The method for producing the organopolysiloxane containing a quaternary ammonium salt, which is the main component of the underwater antifouling coating composition of the present invention, comprises (A) α, ω- represented by the following general formula (5).
It can be obtained by subjecting dihydroxydimethylsiloxane and (B) to a dealcoholation reaction with a quaternary ammonium salt-containing trialkoxysilane or a quaternary ammonium salt-containing dialkoxysilane represented by the following general formula (6). This manufacturing method has already been filed as a prior application by the present inventors (Japanese Patent Application No. 11-313778).
issue).

Embedded image (Where R ¹ and p are the same as above)

Embedded image (Where R ¹ , R ² and R ³ are the same as above)

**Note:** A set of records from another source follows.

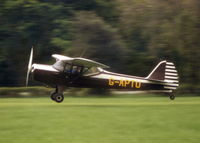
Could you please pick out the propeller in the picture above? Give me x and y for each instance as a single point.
(29, 66)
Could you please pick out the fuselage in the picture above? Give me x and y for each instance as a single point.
(50, 76)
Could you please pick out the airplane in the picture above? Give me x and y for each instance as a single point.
(86, 73)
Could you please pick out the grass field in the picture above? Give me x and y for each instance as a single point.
(100, 120)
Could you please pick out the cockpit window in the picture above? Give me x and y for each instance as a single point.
(59, 65)
(90, 71)
(73, 69)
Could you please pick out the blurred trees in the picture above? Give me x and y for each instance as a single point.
(129, 35)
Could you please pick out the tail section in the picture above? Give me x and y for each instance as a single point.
(166, 72)
(171, 76)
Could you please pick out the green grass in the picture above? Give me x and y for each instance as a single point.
(100, 120)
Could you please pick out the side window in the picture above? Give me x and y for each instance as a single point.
(73, 69)
(91, 71)
(67, 68)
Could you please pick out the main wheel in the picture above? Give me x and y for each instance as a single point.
(53, 95)
(58, 97)
(172, 97)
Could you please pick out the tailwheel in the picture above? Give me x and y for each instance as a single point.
(172, 97)
(58, 97)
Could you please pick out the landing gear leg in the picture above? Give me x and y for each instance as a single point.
(171, 96)
(57, 95)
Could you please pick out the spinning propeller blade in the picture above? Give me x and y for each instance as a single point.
(29, 66)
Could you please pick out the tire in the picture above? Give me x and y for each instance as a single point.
(58, 97)
(172, 97)
(53, 95)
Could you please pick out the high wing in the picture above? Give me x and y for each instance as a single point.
(79, 61)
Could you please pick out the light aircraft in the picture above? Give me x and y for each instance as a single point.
(86, 73)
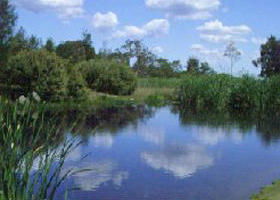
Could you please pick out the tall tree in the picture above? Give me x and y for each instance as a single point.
(233, 54)
(206, 69)
(7, 23)
(78, 50)
(269, 60)
(50, 46)
(144, 57)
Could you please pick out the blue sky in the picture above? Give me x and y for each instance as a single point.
(176, 29)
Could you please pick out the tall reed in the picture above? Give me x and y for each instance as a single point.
(30, 161)
(222, 92)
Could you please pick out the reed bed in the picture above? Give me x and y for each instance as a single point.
(223, 92)
(31, 164)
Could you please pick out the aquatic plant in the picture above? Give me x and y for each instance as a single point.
(222, 92)
(31, 163)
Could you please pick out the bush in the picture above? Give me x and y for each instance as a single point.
(109, 77)
(36, 71)
(76, 87)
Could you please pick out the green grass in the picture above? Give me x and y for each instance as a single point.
(30, 161)
(222, 92)
(271, 192)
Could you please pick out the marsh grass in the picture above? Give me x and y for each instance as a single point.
(223, 92)
(31, 163)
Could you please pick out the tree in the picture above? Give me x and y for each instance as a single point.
(20, 42)
(7, 23)
(193, 65)
(269, 60)
(77, 51)
(37, 71)
(233, 54)
(206, 69)
(144, 57)
(50, 46)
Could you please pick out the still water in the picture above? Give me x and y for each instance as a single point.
(167, 155)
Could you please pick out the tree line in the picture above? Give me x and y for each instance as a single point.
(71, 68)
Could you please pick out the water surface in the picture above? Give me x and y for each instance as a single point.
(167, 155)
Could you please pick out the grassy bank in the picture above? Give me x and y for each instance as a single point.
(223, 92)
(271, 192)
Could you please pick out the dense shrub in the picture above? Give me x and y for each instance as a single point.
(37, 71)
(76, 87)
(108, 76)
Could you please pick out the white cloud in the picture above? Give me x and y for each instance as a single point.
(65, 9)
(217, 27)
(204, 51)
(104, 22)
(157, 50)
(258, 41)
(185, 9)
(181, 161)
(154, 28)
(216, 31)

The trialkoxysilane or dialkoxysilane containing the quaternary ammonium salt is also industrially produced in large quantities as an alcohol solution.
An organopolysiloxane containing a quaternary ammonium salt can also be obtained at a lower cost than that obtained by a conventional synthesis method. Furthermore, since alcohol is distilled off under reduced pressure during the manufacturing process, the final product does not contain alcohol, and is excellent in safety.

The quaternary ammonium salt-containing organopolysiloxane is exemplified in Japanese Patent Publication No. 49-11760, but is used as a foam stabilizer. Does not contain the alkoxy group necessary to impart adhesion,
The synthesis method is completely different since it does not utilize a dealcoholation reaction.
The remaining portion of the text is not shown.